The Hall of Fame wide receiver tallied numerous
excessive celebration penalties during a career that ended long
before the National Football League in 2017 relaxed its rules on
celebrations in a bid to allow players more room to have fun
after making big plays.
Owens, who is third on the NFL's all-time list with 153
touchdown catches, said he can only dream of what could have
been had he played under the league's current rules.
"There is money to be made all the way around," Owens told
Reuters in an interview to promote his new HiStudios Original
podcast with former NFL receiver Matthew Hatchette called "Getch'a
Popcorn Ready with T.O. & Hatch."
"Just think about the touchdown celebrations. The fact that guys
are being embraced for things that I was being heavily
criticized and vilified for.
"And so that helps with their marketability, their branding and
things of that nature, so there is a lot of money to be made
just by self promotion where it was frowned upon when I was
doing it."
The crackdown on touchdown celebrations that fans tend to enjoy
had critics at the time saying NFL stood for "No Fun League."

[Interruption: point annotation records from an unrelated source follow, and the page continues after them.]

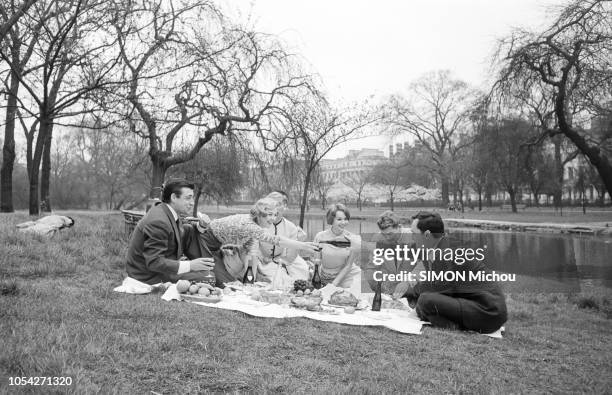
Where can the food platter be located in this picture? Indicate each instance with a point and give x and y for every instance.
(201, 298)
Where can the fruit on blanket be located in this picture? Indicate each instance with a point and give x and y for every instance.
(301, 285)
(207, 286)
(182, 286)
(343, 298)
(306, 301)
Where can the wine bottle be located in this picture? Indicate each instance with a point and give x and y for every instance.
(377, 301)
(316, 278)
(209, 278)
(249, 278)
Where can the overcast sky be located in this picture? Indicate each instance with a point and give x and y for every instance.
(360, 47)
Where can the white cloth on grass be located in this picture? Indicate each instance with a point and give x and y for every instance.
(131, 286)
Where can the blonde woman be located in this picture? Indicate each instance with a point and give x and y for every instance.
(242, 233)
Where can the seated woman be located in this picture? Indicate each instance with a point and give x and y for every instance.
(340, 251)
(243, 232)
(391, 235)
(282, 266)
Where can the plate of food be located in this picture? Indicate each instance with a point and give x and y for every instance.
(203, 299)
(199, 292)
(343, 298)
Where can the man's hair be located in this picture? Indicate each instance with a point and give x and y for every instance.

Owens' reputation as an on-field entertainer began in 2000 when,
as a member of the San Francisco 49ers, he celebrated a
touchdown by running to midfield and standing on the Dallas
Cowboys' blue star logo while looking skyward with outstretched
arms. Dallas fans were not amused, though they later embraced
him once he became one of their own.
The flamboyant wide receiver found many creative ways to
celebrate touchdowns, whether pulling a Sharpie hidden in his
sock to sign a game ball, dancing with cheerleaders or pouring a
spectator's bucket of popcorn into his helmeted face.

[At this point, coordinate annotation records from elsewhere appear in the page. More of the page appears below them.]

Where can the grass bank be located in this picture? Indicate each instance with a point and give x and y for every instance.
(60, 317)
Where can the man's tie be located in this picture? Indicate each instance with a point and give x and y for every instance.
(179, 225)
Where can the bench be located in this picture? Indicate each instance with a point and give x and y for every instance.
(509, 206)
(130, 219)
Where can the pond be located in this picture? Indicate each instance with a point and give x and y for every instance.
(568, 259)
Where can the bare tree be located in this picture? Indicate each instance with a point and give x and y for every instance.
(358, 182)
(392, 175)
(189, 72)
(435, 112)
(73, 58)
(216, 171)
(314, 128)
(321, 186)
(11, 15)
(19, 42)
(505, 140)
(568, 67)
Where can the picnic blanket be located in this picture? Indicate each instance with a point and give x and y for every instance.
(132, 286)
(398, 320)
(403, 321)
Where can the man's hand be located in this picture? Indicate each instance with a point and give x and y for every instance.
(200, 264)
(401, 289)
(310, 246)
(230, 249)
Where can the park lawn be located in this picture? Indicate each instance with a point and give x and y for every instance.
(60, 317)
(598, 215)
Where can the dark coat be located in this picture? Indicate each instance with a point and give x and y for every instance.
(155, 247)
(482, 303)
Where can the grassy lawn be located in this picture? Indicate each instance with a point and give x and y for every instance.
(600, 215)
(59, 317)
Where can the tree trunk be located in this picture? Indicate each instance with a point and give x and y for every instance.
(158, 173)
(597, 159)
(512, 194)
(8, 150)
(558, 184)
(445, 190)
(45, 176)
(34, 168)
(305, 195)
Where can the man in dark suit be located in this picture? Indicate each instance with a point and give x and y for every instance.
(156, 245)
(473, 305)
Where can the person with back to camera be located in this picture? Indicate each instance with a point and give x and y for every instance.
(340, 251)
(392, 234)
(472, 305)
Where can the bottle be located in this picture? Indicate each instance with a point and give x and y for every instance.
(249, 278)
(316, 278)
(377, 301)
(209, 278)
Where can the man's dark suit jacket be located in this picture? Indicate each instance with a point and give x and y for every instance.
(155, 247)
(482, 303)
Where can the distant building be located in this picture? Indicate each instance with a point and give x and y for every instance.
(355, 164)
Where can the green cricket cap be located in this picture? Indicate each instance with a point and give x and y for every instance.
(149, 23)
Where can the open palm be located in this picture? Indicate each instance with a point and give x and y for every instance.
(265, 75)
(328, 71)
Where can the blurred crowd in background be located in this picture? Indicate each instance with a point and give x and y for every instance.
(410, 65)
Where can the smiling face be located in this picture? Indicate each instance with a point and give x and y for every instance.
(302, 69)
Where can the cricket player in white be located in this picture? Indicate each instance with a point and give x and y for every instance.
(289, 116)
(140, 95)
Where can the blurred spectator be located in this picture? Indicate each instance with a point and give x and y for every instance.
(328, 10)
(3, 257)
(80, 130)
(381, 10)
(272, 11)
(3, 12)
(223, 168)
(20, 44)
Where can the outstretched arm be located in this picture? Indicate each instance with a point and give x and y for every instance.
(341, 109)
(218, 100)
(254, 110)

Aside from his end zone antics, Owens proved to be a prolific
receiver with great hands and a knack for making big plays
during a career in which he played for five different teams from
1996-2010.
Despite finishing his career second in all-time receiving yards
and eclipsing 1,000 receiving yards nine times over an 11-year
span, Owens was not voted into the Pro Football Hall of Fame in
his first two years of eligibility.
Owens, who commanded the spotlight for both his on-field
achievements and his on- and off-field antics, is hardly the
first Hall of Famer forced to wait multiple years before being
elected. But he made no secret that he felt voters allowed
perceptions about his character to overshadow his
accomplishments.
"I deserved (to be elected sooner) based on my numbers and the
product that everyone saw on the football field," said Owens,
whose podcast will include topical discussions on sports and pop
culture. "The voters went outside of the criteria in which guys
are inducted."
When Owens, who played for San Francisco, Philadelphia, Dallas,
Buffalo and Cincinnati, was finally inducted in 2018 in his
third eligible year, he protested by boycotting the enshrinement
ceremony in Canton, Ohio. He has no regrets about the decision.
"Not at all. How can I regret or miss something that I've never
experienced?" said Owens, the first living inductee to skip the
ceremony.
"It's just like if you are dating a girl for a couple of weeks
and then you break up or whatever and she says 'did you miss
me?' How can you miss something that you don't even know?"